Esta medida, opuesta al prohibicionismo imperante, pondría en cuestión las ganancias extraordinarias
obtenidas por los cárteles a través de la distribución ilegal en el territorio nacional –y de lo que se
benefician miles de “funcionarios públicos”–, y el dominio que los mismos ejercen sobre amplios
sectores de la juventud. Es incorrecto considerar que esto incentivaría el consumo de drogas, las cuales
puede conseguirlas quien quiera consumirlas; por el contrario, el prohibicionismo permite adulterarlas
(para aumentar las ganancias de los cárteles). La legalización eliminaría el incentivo que hoy existe
para la comercialización de las llamadas drogas prohibidas en México.
En el caso de las drogas cuyos efectos pueden ser consideradas como “daño irreversible a la salud”, hay
que exigir que el estado garantice los servicios médicos gratuitos para la atención de los consumidores.
Esto debe ir acompañado por atacar los mecanismos financieros que permiten el blanqueo de capitales,
y a los capitalistas asociados con los señores del narco, expropiando y nacionalizando todas sus
propiedades y sus cuentas bancarias.
Ya que la actividad de los cárteles del narcotráfico en México se orienta en gran medida hacia los
Estados Unidos, es fundamental que las organizaciones obreras y populares de aquel país luchen contra
la prohibición y por la legalización de las drogas, lo cual afectaría todo el negocio de los cárteles.
La complicidad de las estructuras gubernamentales, policíacas y judiciales con las distintas facciones
de narcos, y la militarización y violación de las libertades democráticas, muestra que la salida no
vendrá de las autoridades. Es necesario impulsar un gran movimiento nacional contra la militarización,
independiente de las instituciones y que confíe sólo en la movilización, basado en las organizaciones
democráticas, de derechos humanos, y de familiares de las víctimas, junto a los sindicatos y
organizaciones populares y juveniles.
Frente a los cárteles y sus fuerzas paramilitares, y frente a la militarización creciente, la única salida
para preservar la integridad de los trabajadores, la juventud y el pueblo es la organización de comités
de autodefensa, a partir de las organizaciones obreras, estudiantiles y populares, a la vez que impulsar
la disolución de las fuerzas represivas responsables de la militarización y la cosecha de muerte en
México, el juicio y castigo a los funcionarios públicos asociados con los cárteles del narcotráfico y de
todos aquellos involucrados –material e intelectualmente– en la persecución y asesinato de luchadores
sociales y democráticos, jóvenes, mujeres, y trabajadores.
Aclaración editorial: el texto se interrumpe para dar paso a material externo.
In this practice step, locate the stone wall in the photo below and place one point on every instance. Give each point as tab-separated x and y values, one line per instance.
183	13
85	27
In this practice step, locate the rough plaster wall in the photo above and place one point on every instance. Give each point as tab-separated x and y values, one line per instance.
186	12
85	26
Hay que ir más allá de las campañas por “no
más violencia”; aunque las mismas puedan expresar un sentimiento progresivo contra la militarización,
son impotentes para garantizar la defensa de los trabajadores, la juventud y el pueblo, y enfrentan el
peligro de ser cooptadas e integradas a políticas reaccionarias de “mayor seguridad” a cargo de las
instituciones de esta “democracia para ricos”.
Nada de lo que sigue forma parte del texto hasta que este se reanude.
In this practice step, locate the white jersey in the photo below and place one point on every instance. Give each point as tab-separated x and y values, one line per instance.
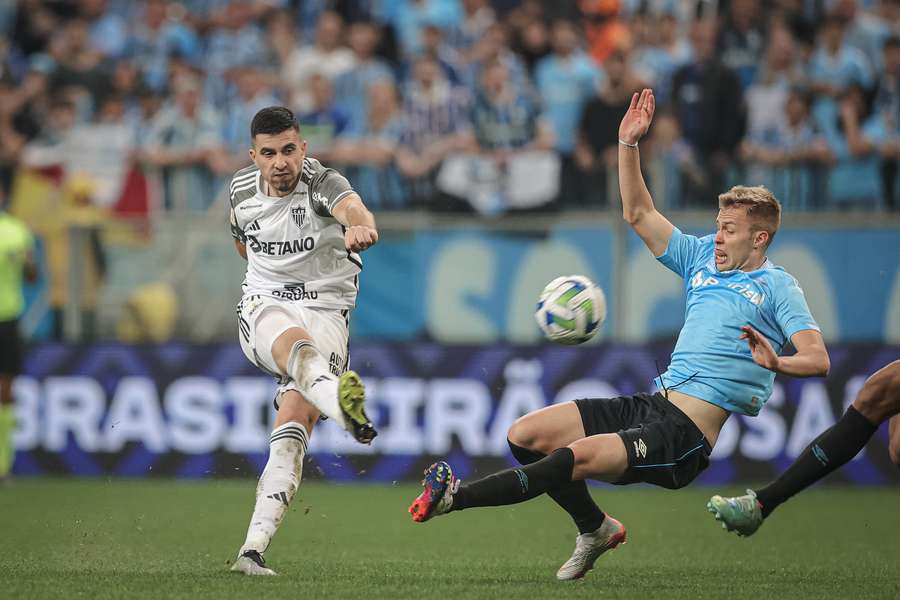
295	247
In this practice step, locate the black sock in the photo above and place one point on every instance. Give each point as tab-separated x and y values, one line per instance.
574	498
518	485
833	448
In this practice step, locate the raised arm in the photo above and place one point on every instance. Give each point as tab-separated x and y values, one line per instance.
637	205
359	221
810	360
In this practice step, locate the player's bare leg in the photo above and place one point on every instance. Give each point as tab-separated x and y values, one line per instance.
894	447
560	474
340	398
7	426
878	400
279	480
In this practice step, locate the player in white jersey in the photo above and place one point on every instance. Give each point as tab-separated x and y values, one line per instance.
300	227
Es necesario que se hagan parte de esta lucha el conjunto de los trabajadores y sus aliados del campo y
la ciudad, con un programa que enfrente a las instituciones y partidos responsables ya no sólo de la
explotación y la miseria capitalista, sino también de esta narcoguerra con su secuela de casi 40 mil
muertos en 5 años. Ante este reaccionario fenómeno engendrado por la dominación capitalista, la única
salida de fondo sólo puede ser garantizada por un gobierno obrero y campesino, que liquide la vieja
maquinaria estatal, que ataque y liquide el poder de los señores del narco, y que a partir de la
expropiación de los expropiadores reorganice el país sobre la base de una planificación democrática de
la economía y el conjunto de la vida social.